The contract here was to sell specific goods, and the Illinois statute provides that the seller may, by the terms of the contract, reserve the right of possession or property in the goods until certain conditions have been fulfilled, and may do that notwithstanding the delivery of the goods to the buyer. It was specifically agreed in the contract: (a) That bankrupt would pay $4,930; (b) that the title to the property should remain in appellee until fully paid for in cash; (e) that notes would he given by the-buyer; (d) that the giving of the notes should not affect the title reserved by appellee; (e) that collection of the notes after default should not be considered as a waiver, or in any manner or form affect the title of appellee or its right thereafter to reclaim said chattel.

There is no statute of limitation, touching the time during which the possession and right of property may be retained by the seller, nor is there any limitation as to the time within which the seller must retake the property in case of default. There is nothing in the statute to indicate that the seller, under such a contract, is subject to any limitation other than tho general statute of limitations applicable to written contracts. We see no reason, if the purchase price is not fully paid, why the seller may not act at any time within the period of limitations unless ho is estopped. An estoppel is based upon a wrong. Sherer-Gillett Co. v. Long, 318 Ill. 432, 149 N. E. 225; Commercial Bank v. Canal Bank, 239 U. S. 520, 36 S. Ct. 194, 60 L. Ed. 417, Ann. Cas. 1917E, 25. It is not here insisted that anybody was injured by any act or failure to act on the part of appellee. The failure of appellee to take possession upon default did not induce any one to pursue a course of action to his hurt.

If the bringing of the suit by appellee is to have the effect contended for by appellant, then we are of opinion that that conclusion will have the effect of reading into the contract these words, “If the seller brings suit to collect the purchase price, the title shall pass to the purchaser,” and it would likewise have the effect of reading out of the contract the provision that “collection of any of said notes after default hereunder shall not he considered as a waiver, nor shall it in any manner or form affect the title of the Troy Laundry Machinery Co., Ltd., or its right to thereafter reclaim said chattels.”

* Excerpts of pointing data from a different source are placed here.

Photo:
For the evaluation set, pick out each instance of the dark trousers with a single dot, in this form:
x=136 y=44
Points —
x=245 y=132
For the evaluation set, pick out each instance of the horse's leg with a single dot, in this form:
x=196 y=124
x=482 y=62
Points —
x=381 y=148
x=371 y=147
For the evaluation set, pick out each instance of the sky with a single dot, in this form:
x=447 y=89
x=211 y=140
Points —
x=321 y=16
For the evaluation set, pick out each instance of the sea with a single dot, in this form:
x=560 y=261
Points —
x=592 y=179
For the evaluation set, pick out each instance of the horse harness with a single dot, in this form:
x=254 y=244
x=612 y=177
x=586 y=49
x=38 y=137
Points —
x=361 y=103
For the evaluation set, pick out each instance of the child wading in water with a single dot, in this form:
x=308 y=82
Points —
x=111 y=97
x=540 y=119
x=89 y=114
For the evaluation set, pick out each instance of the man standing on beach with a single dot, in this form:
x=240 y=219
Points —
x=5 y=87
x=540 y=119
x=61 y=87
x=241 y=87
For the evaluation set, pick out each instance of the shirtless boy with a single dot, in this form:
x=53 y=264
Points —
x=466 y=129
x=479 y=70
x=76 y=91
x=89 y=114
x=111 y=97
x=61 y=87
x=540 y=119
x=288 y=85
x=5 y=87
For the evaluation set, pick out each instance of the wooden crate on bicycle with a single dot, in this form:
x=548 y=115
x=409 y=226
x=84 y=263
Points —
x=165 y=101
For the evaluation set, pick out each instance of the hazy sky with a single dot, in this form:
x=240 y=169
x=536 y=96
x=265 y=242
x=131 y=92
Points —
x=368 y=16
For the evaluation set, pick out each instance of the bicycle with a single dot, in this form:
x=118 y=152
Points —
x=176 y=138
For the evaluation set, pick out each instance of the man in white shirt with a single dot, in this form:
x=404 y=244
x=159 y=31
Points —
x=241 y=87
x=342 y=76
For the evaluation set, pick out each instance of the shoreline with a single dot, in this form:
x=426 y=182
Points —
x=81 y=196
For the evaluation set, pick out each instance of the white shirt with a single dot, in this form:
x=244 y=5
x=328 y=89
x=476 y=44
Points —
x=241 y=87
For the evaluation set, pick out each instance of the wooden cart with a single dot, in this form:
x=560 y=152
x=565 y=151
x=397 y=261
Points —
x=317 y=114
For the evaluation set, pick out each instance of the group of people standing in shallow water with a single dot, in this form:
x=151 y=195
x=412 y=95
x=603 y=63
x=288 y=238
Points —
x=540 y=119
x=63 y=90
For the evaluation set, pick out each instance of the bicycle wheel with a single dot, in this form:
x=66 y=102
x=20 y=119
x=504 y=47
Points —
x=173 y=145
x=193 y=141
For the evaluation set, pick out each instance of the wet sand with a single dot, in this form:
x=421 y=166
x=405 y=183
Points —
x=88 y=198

The authority to collect cannot fairly he held to mean that the seller might not do more than to ask the buyer to pay. There is noth*560ing inconsistent in the retention of title and at the same time suing for the purchase price. It has always been the law in Illinois that one holding a defaulted real estate mortgage may pursue three remedies, namely, foreclosure, an action at law for the money, and ejectment, although he can have but one satisfaction. If the vendor should succeed in collecting, by any means, all of the price under a conditional sale contract, he could not, of course, thereafter take the property as his own. What we said in Re Abell, 19 F.(2d) 965, 968, is here applicable:

“In any reclamation or other proceeding the trustee would have the right, should he so elect, to pay the balance due the vendor after all the proceeds, paid to the vendor, had been applied to the payment of the contract price.”

What we further said there is also applicable,, namely, that the trustee in bankruptcy is not a purchaser for value, and he cannot in any ease take property that is not the property of the bankrupt. It would be an idle ceremony to remand this case to give appellant an opportunity to pay the debt and take the property.

The order of the District Court should be, and it is, affirmed.